HALO BLORA – Beragam pesan kehidupan, termasuk tentang falsafah Pancasila, bisa disisipkan lewat kesenian, seperti kentrung.
Itu pula yang dilakukan Seniman Kentrung Blora, Zaenuri Sutrisno, ketika tampil pada pembukaan Pameran Seni bertajuk “Calligraphy Art Exhibition”, yang digelar Lembaga Seni Budaya Muslim Indonesia dengan tema “Warna dan Huruf, Lesbumi Blora Reborn” di Blora Creative Space atau Eks Gedung Nasional Indonesia (GNI), Jumat (25/10/2024).
Lelaki kelahiran 1963 itu masih menunjukkan kemahirannya. Matanya terpejam, mulutnya merapalkan kisah yang dilagukan.
Tangan kirinya memegang terbang berdiameter 40 sentimeter yang berdiri berlandaskan paha kiri.
Sedangkan tangan kanannya menabuh terbang menyesuaikan ritme kisah yang dilantunkan.
Salah satu sisipan syair yang disampaikan adalah mengingatkan kepada manusia, untuk tetap berpegangan dan menjalankan lima aturan dalam menjalankan kehidupan, yaitu Pancasila, dan bagi umat Islam melaksanakan dengan tertib ibadah salat lima waktu.

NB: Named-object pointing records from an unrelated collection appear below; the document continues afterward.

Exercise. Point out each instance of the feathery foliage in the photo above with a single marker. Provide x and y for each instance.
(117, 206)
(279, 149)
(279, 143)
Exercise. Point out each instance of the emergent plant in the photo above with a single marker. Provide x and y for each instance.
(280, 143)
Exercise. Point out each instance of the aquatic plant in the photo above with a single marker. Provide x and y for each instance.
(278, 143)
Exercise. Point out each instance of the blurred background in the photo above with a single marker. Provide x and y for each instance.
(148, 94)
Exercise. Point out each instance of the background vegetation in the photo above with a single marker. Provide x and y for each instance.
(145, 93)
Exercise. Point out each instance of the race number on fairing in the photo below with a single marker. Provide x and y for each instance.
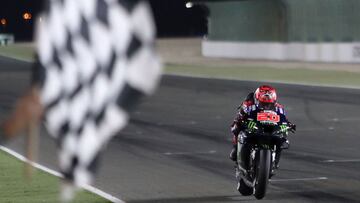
(268, 117)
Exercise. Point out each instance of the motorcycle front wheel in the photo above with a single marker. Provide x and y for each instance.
(262, 173)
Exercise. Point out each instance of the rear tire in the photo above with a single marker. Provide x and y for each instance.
(262, 173)
(244, 189)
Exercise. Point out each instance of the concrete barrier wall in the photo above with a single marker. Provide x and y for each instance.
(311, 52)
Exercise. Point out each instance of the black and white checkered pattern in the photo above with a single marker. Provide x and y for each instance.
(99, 59)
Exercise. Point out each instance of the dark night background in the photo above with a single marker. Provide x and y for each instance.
(172, 18)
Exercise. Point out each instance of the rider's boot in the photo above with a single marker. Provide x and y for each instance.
(285, 144)
(233, 153)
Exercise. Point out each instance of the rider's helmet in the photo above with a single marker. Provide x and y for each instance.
(265, 97)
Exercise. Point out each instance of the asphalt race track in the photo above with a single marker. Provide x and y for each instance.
(176, 147)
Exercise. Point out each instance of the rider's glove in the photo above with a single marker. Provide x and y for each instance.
(251, 126)
(283, 128)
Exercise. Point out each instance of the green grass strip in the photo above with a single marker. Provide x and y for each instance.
(43, 187)
(300, 75)
(294, 75)
(21, 51)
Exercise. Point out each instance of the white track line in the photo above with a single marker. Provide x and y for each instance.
(341, 161)
(57, 174)
(299, 179)
(189, 153)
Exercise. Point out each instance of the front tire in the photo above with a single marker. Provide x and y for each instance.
(262, 173)
(244, 189)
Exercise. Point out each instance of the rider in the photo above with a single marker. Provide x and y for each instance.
(264, 98)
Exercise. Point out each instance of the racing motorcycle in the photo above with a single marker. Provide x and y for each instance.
(263, 142)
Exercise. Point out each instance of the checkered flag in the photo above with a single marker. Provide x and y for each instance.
(98, 59)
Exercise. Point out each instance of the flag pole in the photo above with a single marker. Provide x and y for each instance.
(32, 142)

“Jangan sampai menghilangkan Pancasila sebagai dasar negara, dan jangan sampai meninggalkan kewajiban menjalakan ibadah salat lima waktu, atau menurut agama masing-masing,” tuturnya, seperti dirilis blorakab.go.id.
Seni kentrung, menurut pandangan Zaenuri, dinilai mengandung filosofi kehidupan, yakni manusia itu harus berpegang pada lima hal.
Jika ingin selamat dunia dan akhirat, kelima hal itu tidak boleh ditinggalkan. Dia menafsirkan, kelima hal itu adalah Rukun Islam dan lima pengobat hati (tombo ati).
Zanuri Sutrisno juga menyisipkan beberapa lirik parikan yang menggelitik dan memantik tawa penonton saat ngentrung.
“Pasar Blora pasare gedhe, sesuk akeh sing bakul tempe, mangke malih kula dugekake, leren sedhela permisi ngombe,” ucapnya dalam parikan berbahasa Jawa Tengah.
Seniman Kentrung asal Desa Sendang Gayam RT 05/RW I Kecamatan Banjarejo mengaku dalam dua tahun terakhir tidak lebih dari 10 tanggapan dan berharap dirinya dibantu untuk mempromosikan.
“Mbok saya ini dibantu promosi agar laku dan ada yang nanggap kentrung. Biar tetap lestari dan dikenal generasi sekarang, saya juga perlu generasi penerus agar seni kentrung Blora tetap ada,” ujar lelaki dengan nama lengkap Muhammad Zaenuri Sutrisno.
Suami Wasi itu mengungkapkan seperangkat peralatan dan ilmu seni vokal bertutur yang digelutinya merupakan warisan dari almarhum bapaknya yang bernama Sutrisno.
Kemudian merasa terpanggil dan memiliki bakat Kentrung, maka sejak tahun 2003 dirinya mempromosikan sebagai seniman kentrung Blora.
“Sejatinya cerita yang dimainkan adalah kisah dan sejarah para nabi seperti Nabi Muhammad atau kisah Nabi Ibrahim, kemudian diselingi dengan cengkok parikan agar lebih menarik,” ujarnya.
Biasanya disuguhkan pada acara pupakan puser bayi, khitanan, tingkeban, mantenan atau acara tertentu.
“Tergantung siapa yang menanggap dan acara apa saja, tapi ini sedang sepi tanggapan, ” kata dia.
Sementara itu Vidia Bella Pradipta, siswa SMK Muhammadiyah Blora mengaku sangat kagum dan baru pertama kali melihat seni kentrung.
“Ini baru pertama kali, kagum pada Mbah Zaenuri, semoga seni kentrung tetap lestari di era teknologi, tadi saya juga buat dokumentasi akan saya tunjukkan pada teman-teman, bahkan saya bersyukur dapat kesempatan berfoto dengan Mbah Zaenuri,” kata siswa jurusan DKV yang melaksanakan PKL di Dinkominfo Blora itu. (HS-08).